Mit jeder Rakete, die im Gazastreifen einschlägt, wird der Ton gegenüber Israel rauer. Jetzt muss sich das Land wegen der Angriffe erstmals wegen des Vorwurfs des Völkermordes vor dem Internationalen Gerichtshof verantworten. Südafrika verklagt Israel. In der 84-seitigen Anklageschrift wird die Gewalt Israels gegen Palästinenser im Gazastreifen als Taten mit dem Charakter eines Völkermords beschrieben. Israel töte Palästinenser, "füge ihnen schweren geistigen und körperlichen Schaden zu und schaffe Lebensumstände, die auf ihre physische Zerstörung zielen". Israelische Bombenangriffe, erzwungene Flucht, Angriffe auf Krankenhäuser und Geburtskliniken sowie die Blockade des Gebiets, die zu einem Mangel an Nahrungsmitteln und Trinkwasser geführt hat, hätten mehr als 21.000 Todesopfer gefordert, heißt es in dem Dokument.

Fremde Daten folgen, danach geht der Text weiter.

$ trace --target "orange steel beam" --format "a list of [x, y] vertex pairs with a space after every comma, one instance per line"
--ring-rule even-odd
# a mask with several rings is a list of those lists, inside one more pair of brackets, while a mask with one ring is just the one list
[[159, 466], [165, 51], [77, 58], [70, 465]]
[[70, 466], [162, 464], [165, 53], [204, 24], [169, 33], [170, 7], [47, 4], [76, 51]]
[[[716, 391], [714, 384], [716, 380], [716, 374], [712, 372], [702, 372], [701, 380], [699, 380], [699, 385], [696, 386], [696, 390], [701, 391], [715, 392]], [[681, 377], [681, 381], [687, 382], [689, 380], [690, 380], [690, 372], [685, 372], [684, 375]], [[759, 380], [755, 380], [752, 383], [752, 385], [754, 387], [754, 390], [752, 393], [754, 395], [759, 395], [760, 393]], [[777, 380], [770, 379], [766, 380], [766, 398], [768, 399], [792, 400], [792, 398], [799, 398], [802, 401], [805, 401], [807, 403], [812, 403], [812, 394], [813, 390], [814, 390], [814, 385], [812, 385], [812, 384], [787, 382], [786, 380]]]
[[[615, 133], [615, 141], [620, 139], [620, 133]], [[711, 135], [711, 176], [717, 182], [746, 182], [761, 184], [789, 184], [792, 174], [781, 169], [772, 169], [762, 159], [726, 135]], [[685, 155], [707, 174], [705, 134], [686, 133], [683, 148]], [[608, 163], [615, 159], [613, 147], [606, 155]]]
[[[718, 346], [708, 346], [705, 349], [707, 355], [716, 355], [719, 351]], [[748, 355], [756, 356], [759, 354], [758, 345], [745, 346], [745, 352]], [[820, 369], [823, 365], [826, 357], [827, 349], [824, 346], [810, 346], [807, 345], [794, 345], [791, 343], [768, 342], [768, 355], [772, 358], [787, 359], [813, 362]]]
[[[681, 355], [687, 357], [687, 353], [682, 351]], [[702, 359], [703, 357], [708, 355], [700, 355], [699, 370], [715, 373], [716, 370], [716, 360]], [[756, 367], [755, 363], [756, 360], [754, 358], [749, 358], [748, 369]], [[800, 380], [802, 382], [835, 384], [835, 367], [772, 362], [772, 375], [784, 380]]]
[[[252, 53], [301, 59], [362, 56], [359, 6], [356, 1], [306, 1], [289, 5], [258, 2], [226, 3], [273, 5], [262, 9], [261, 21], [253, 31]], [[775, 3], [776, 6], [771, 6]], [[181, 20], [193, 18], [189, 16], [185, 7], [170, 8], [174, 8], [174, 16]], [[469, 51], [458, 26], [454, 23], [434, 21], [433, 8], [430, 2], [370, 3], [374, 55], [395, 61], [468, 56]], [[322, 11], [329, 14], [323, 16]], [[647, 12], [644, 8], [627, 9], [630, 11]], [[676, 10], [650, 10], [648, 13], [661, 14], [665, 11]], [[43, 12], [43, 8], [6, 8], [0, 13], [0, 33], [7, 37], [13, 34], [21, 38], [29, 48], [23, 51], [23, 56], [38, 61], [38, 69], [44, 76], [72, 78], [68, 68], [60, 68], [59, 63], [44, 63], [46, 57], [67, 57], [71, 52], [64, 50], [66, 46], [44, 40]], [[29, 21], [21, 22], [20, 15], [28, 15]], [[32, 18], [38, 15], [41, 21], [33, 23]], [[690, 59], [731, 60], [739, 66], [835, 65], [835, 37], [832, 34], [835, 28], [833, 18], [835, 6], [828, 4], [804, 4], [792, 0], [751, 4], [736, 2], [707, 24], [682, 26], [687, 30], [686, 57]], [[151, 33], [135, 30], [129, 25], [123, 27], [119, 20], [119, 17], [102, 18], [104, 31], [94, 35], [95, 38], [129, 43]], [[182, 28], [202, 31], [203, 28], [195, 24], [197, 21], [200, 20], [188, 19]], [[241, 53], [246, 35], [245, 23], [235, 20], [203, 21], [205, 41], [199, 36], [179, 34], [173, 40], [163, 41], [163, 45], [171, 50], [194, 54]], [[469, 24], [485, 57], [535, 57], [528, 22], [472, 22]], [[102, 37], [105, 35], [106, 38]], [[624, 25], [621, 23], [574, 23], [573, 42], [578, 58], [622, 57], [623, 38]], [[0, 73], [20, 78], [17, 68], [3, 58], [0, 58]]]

Als weitere Belege führt der Kläger Äußerungen israelischer Minister an. Zitiert werden Drohungen, Gaza unbewohnbar zu machen sowie Forderungen von rechtsextremen Ministern, Palästinenser dauerhaft zu vertreiben. (Mehr dazu lesen Sie hier.) Es handele sich um eine "direkte und öffentliche Anstiftung zum Völkermord".

Grundlage der Klage ist die UN-Völkermordkonvention. Beide Staaten haben diese Konvention unterzeichnet und sich damit nicht nur verpflichtet, keinen Völkermord zu begehen, sondern auch diesen zu verhindern und zu bestrafen. Aber was bedeutet das genau?

Was ist ein Genozid?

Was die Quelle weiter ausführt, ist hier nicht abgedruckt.